The 80s just called - they want their telnet client back / by Matt Wrock

Telnet has been around ever since I was born. No..really..it was developed in 1968 and the very first protocol used on the ARPAnet. That’s right kids, when grandpa wanted to send an email, he used telnet.

I don’t think I have used Telnet for its intended use since the late nineties, but for years and years, enabling the stock Microsoft telnet client has been part of my routine setup script for any windows box I work with.

dism /Online /Get-FeatureInfo /FeatureName:telnet-client

For me and many of my colleagues, this is often the simplest, albeit crude, tool to help determine if a remote machine is listening on a specific port. Its certainly not the only tool, but one is nearly guaranteed that this can be found on any windows OS.  

On linux, Netcat is a similarly ubiquitous tool that is typically installed with most distributions:

nc -z -w1 boxstarter.com 80;echo $?

This will return 0, if the specified host is listening on port 80.

Why is this important?

Perhaps you are a web developer and your web site goes down. One key troubleshooting step is to determine if the web server is even up and listening on port 80. Or maybe SSL traffic is broken and you are wondering if the server is listening to port 443. The answer to these questions may very well tell you which of many possible paths is the best to pursue in finding the root of your problem.

So you whip out your command line console and simply run:

telnet myhost.com 80

If the machine is in fact listening on port 80, I will likely get a blank screen. Otherwise, the command will hang and eventually timeout. This always felt clunky, but it worked. Oh sure, since powershell became available, I could write a script that worked with the .net library to construct a raw socket to reach an endpoint and thereby get the same information. But that’s just more code to write.

A better way

Since powershell version 4 which ships with Windows 8.1 and server 2012R2, there is a new cmdlet that provides a much more elegant means of getting this information.

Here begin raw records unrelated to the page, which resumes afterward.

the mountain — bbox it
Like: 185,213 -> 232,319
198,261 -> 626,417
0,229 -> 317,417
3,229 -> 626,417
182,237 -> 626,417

C:\dev\WinRM [v1.3]> Test-NetConnection -ComputerName boxstarter.org -Port 80
WARNING: Ping to boxstarter.org failed -- Status: TimedOut
ComputerName           : boxstarter.org
RemoteAddress          : 168.62.20.37
RemotePort             : 80
InterfaceAlias         : vEthernet (Virtual External Switch)
SourceAddress          : 192.168.1.7
PingSucceeded          : False
PingReplyDetails (RTT) : 0 ms
TcpTestSucceeded       : True
C:\dev\WinRM [v1.3]>

So now I have the same information plus some other bits of useful data given to me in a much more easily consumable format. Not only can I see that a site is responding to TCP port 80 requests, I see the IP address that the host name resolves to and I notice that the server is configured not to respond to ping requests.

Some may complain that Test-NetConnection requires far too many key strokes. Well there is a built in alias that points to this cmdlet allowing you to shorten the above command to:

TNC boxstarter.org -port 80

And if you don’t like having to include the -Port parameter name, the -CommonTCPPort is the next parameter in the default parameter order which takes the possible values of "HTTP,RDP,SMB,WINRM". So this means you get the same result as the command above using:

TNC boxstarter.org HTTP

So lose the telnet, and remember TNC – and welcome to the twenty first century!